Furthermore, your argument relies on a constellation of post hoc reasoning and a variety of value judgements. Remember my quote on the significance of the French Revolution made by Le Duc Tho (“Its too soon to tell”) made in 1973? I suspect that its presumptuous to claim an understanding of the long-term significance and impact of the Iraq War now: its implications might not be understood for a very, very long time.
You are also ignoring the role of other countries in the region. A constellation of interests by vastly disparate groups (Iran, Shia Muslims, Sunni Arab neighbors such as Kuwait, the UAE, Saudi Arabia to name a few) also conspired and continue to conspire to influence events in Iraq.

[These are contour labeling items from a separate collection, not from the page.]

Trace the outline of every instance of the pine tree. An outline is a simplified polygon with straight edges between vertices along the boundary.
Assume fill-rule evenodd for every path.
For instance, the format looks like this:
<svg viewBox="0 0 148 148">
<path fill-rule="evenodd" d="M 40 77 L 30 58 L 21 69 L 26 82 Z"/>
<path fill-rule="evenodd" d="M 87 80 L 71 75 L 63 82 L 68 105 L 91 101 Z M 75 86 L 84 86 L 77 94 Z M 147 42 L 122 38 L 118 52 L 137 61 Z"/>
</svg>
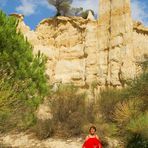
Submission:
<svg viewBox="0 0 148 148">
<path fill-rule="evenodd" d="M 0 11 L 0 130 L 27 128 L 48 93 L 46 58 L 17 33 L 18 21 Z"/>
</svg>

In conclusion, I do not agree that, “…the people who were totally wrong about the Iraq war are provided these opportunities to rebuild their image and still have access to the mass media because they serve a useful propagandist purpose as ‘liberal’ spokespersons for war. Meanwhile those who were right about the war are still barely heard.” There is insufficient time to judge the outcome of the Iraq invasion, it cannot be proven that the supporters of the war were, “totally wrong” and, at least in the case of Pillar and Pollack, they are not attempting to rebuild their liberal images. Frankly, they don’t need to do so and, should they really wish to establish “liberal credentials” for whatever reasons, they are quite clever enough to do so without engaging in the intellectual duplicity you accuse them of.